Am Freitag, den 29. Januar 2016, fuhr der Betreiber Kepco den japanischen Atomreaktor Takahama 3 wieder an – das ist der dritte Meiler, den Japan nach fast zwei Jahren ohne Atomkraft erneut in Betrieb nimmt.
Zwei Jahre ohne Atomstrom
Im Juli 2011 hatte Japans Ministerpräsident Kan zunächst den Ausstieg aus der Kernkraft angekündigt. Denn die Atomkatastrophe am 11. März 2011 in Fukushima bedeutete einen schweren Einschnitt auch für das Land: Eine verheerende Kettenreaktion aus Erdbeben, Tsunami und nuklearer Katastrophe verwüstete ganze Regionen an der ostjapanischen Küste. Tausende verloren ihr Leben, ihre Familie, Zehntausende ihr Heim und ihre Lebensgrundlagen. Die Atomkraft, bis dahin von einem großen Teil der Bevölkerung akzeptiert, verlor seitdem zunehmend an Befürwortern – auch aufgrund kleinerer Erdbeben und der Gefahr durch Vulkanausbrüche. Greenpeace unterstützte die Bürger:innen in ihrem berechtigten Widerstand, damit sich ein Atomunfall wie in Fukushima nicht wiederholt und stattdessen die Energiewende vorangetrieben wird.

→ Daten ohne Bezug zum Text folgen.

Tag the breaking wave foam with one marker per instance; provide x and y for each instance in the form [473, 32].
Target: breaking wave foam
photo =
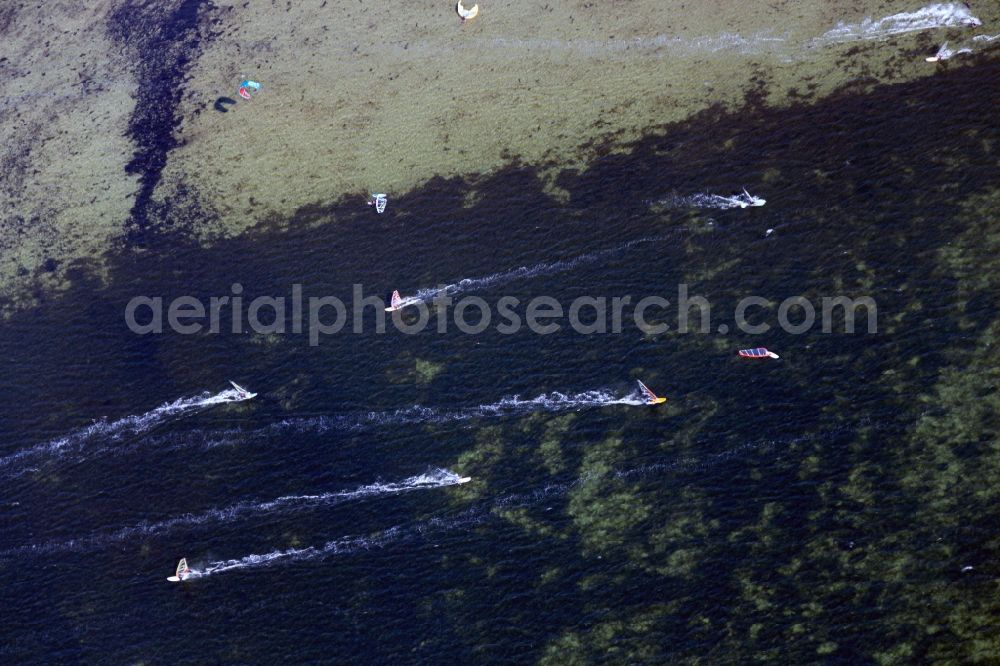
[946, 15]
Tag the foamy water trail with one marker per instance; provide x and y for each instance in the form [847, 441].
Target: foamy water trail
[508, 406]
[524, 272]
[115, 430]
[945, 15]
[488, 510]
[438, 478]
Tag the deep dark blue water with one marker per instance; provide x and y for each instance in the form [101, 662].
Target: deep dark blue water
[819, 507]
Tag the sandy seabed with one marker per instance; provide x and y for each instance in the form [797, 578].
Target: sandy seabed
[108, 118]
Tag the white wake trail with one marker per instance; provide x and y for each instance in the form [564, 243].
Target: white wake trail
[438, 478]
[946, 15]
[129, 425]
[509, 406]
[702, 200]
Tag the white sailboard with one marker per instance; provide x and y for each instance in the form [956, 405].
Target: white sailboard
[244, 393]
[396, 302]
[182, 572]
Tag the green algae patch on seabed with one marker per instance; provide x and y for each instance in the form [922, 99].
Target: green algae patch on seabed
[362, 97]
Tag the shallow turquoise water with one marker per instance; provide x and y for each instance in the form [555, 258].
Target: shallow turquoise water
[765, 511]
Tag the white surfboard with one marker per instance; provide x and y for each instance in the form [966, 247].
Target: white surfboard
[182, 572]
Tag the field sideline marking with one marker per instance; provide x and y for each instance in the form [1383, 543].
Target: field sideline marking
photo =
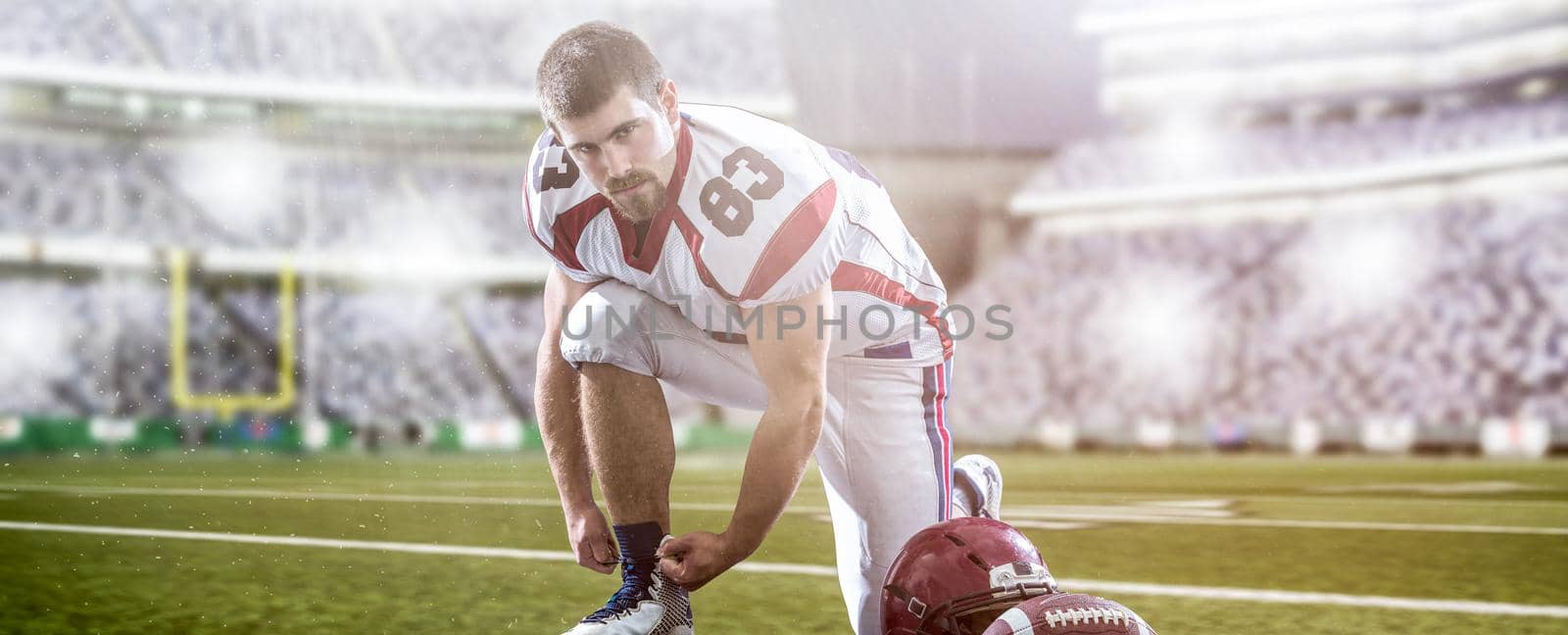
[1134, 588]
[1125, 514]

Der wachsende Protest hatte zunächst auch die Regierung erreicht. Bis zum Tag der Katastrophe wollte Japan den Anteil der Kernkraft an der Stromerzeugung von derzeit rund 30 Prozent auf über 50 Prozent erhöhen. Wenige Monate nach dem Unglück sprach Ministerpäsident Kan stattdessen über eine Verringerung des Anteils und leitete die überfällige Wende ein. Doch diese war nicht von langer Dauer.
Zunächst ging Japan einige mehr Schritte in die richtige Richtung. Im Januar 2012 waren nur noch drei von 55 Reaktoren aktiv, da die Meiler alle 13 Monate heruntergefahren werden müssen und ein neues Hochfahren nicht mehr genehmigt wurde. Ab Mai 2012 war das Land atomstromfrei, großflächige Stromausfälle blieben aus – der beste Beweis, dass auch eine große Industrienation ohne Atomkraft auskommt. Großflächige Stromausfälle blieben dennoch aus.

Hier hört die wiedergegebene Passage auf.